I feel a bit green today, no, not something I ate, more as in Kermit the frog ‘it’s not EASY being green’). The Universe is doing its job of tossing me ‘washing machine-like,’ back and forth with my convictions and with humbling lessons begging me to take notice! Being human can be laughable and I am its for sure comic protagonist. Well, I can handle it.
I reunited with a dear friend last Sunday evening. It felt good to come at our friendship from a new angle and to appreciate the similarities instead of the differences we’ve shared. We’ve known each other a good year and a half and I was happy to find a new grounding in how to relate to one another, to accept differences and appreciate just who he is, really a good, very good and kind person.
Fast forward to two evenings ago. I sat writing on my back porch, my favorite place to be as the weather cools, and heard some crackling of branches behind me and had a sense that someone, something was in my back yard near my forest. Indeed there was, 3 beautiful gray and 2 gorgeous chestnut deer, one a baby, were calmly munching greens in my back yard. There was a gentleness about them.
Ken Andrews, in his book, ‘Animal Speaks’ talks of the symbology of animals. He discusses deer as follows:
The deer was sacred to the feisty goddess Artemis, from Greek mythology. Deer symbolize the powers in nature that are not easily subdued….They represent instinctual energy, independence, and regeneration, which stems from their antlers being shed and re-grown each year. This instinctual energy that deer represent tells us to trust our gut reactions, because those instincts will tell us when to fight or flee.
Reading this somehow propelled me to open up Byron Katie’s book this morning, (her twists on psychological perspectives inspire me). With more crashing about happening in my world, I’m curious more than ever to understand why I do what I do, react how I react, judge when I try not to. Funny how the Universe guides me to just the right books, people or situations as I work to glean new and better perspectives in my world. I’m humbled only when I think I should know better, (which honestly is often….back to the ‘being green’ adage)!
I opened to this paragraph:
Woman: ‘I need my husband to understand me’.Byron Katie (BK): ‘You need him to understand you – is that true?’
Woman: ‘Yes’.
BK: ‘Is that what you really need? Can you absolutely know that that’s what is best for you?’
Woman: ‘Well, ultimately…I guess not.’
BK: ‘Who knows what’s best for you right now? Does a flower open ahead of its time? It isn’t possible, is it? We can give it care, sunshine, water, and it opens when it opens: right on time. Sweetheart, how do you treat him when you believe the thought that you need him to understand you, and he doesn’t?’
Woman: ‘I get really angry and upset. I withdraw. I stand in judgment of him.’
BK: ‘Yes, when you believe that, you don’t understand him! So you are the teacher of no understanding. Who would you be without the thought that you need him to understand you?’

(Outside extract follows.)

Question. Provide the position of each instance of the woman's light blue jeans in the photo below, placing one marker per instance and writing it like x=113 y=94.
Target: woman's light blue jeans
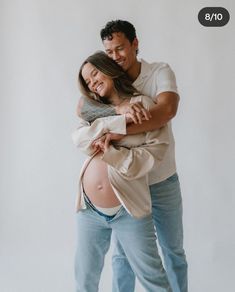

Woman: ‘I would be happy with him.’
BK: ‘Yes, honey. You’d understand him. You’d be the living example of understanding, which is what you want him to be. When I seek someone’s love, approval, or appreciation, how can I possibly understand him? It’s unkind to him, and it’s unkind to myself. I would rather be free. I would rather see what happens in that freedom, just being with him and accepting him as he is in the moment. Who knows what I could learn? And who wouldn’t love and appreciate someone who understands? “I need him to understand me” – turn it around.’
Woman: ‘I need me to understand him.’
BK: ‘Yes. You need to understand that he doesn’t understand. You just gave him his life back, in his mind, and he will experience that, and as he does, it comes back to you again in the sweet space that flows without separation. When you believe the thought, ‘My husband should understand,’ and the reality is that he doesn’t, it’s a recipe for unhappiness. You can do everything in the world to make him understand you, and he’ll end by understanding what he understands.’
My mouth hangs wide open as I reread this, a fly catching mouth in those moments! I love being surprised and too bad for my schrewish ego in moments, which I might do well to periodically tame! It’s not everyone who can handle a shrew. Frankly, I’ve come to giggle at her and tickle her under the chin. I’ve found she merely needs a gentle touch!
Life is magic. It just is. And, being green just isn’t so bad!